Cuando hablamos de toma de posiciones, también estamos hablando de la esencia misma del poder. Se es más poderoso mientras más decisiones que afecten a otro se puedan tomar. Y el dilema de los comunistas en las sociedades del Este, consiste en que tienen que sacrificar su poder para conseguir que la sociedad en la que viven alcance niveles competitivos de desarrollo. Porque aun cuando los partidos comunistas estuvieran formados por militantes abnegados, y aun cuando los funcionarios de la nomenklatura y los aparatchiks sólo trabajaran por el bienestar popular, el sistema continuaría siendo terriblemente deficiente, aunque sólo fuera porque margina a la enorme mayoría de la población de los mecanismos de toma de decisiones, y les anula sus facultades creativas cuando le entrega a cada ciudadano, al nacer, un guión biográfico difícilmente modificable escrito por los burócratas de la secta.

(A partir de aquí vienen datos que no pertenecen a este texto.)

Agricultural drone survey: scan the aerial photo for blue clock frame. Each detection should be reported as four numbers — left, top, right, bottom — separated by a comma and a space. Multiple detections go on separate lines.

No obstante, es difícil saber si el mundo comunista será capaz de suicidarse en aras del bienestar colectivo. La atomización del poder entraña el progresivo debilitamiento del Partido y la creciente pérdida de influencia de la jerarquía comunista. Es cierto que hoy el señor Gorbachov atesora más poder que sus antecesores en el cargo, con la excepción de Stalin, pero es posible que se trate de un paradójico requisito en el trayecto hacia la lenta atomización del poder soviético. Alguien, desde arriba, para evitar la revolución y el desorden, tiene que comenzar a desmontar el monstruo. Y en la medida que consiga desmontarlo, la libertad se irá extendiendo por todo el sistema, hasta el día en que se pueda elegir entre diversas opciones políticas, porque habrá desaparecido la verdad oficial y nadie se atreverá a invocar los libros sagrados como si fueran artículos de fe. Como es de esperar, el camino es dificilísimo, y no hay certeza alguna de que las naciones gobernadas dentro del modelo soviético resuelvan su dilema en una forma conveniente para la sociedad.

17 de diciembre de 1988

Coda en 2009

Proudhon solía decir que la libertad era la madre y no la hija de la prosperidad. Un siglo más tarde F. Hayek defendió persuasivamente la superioridad del «orden espontáneo» generado por las decisiones libremente tomadas por millones de agentes económicos, si se lo compara con el modelo centralista de economía planificada preconizado por los socialistas. Los comunistas tardaron mucho en descubrirlo. Algunos no lo han logrado percibir todavía.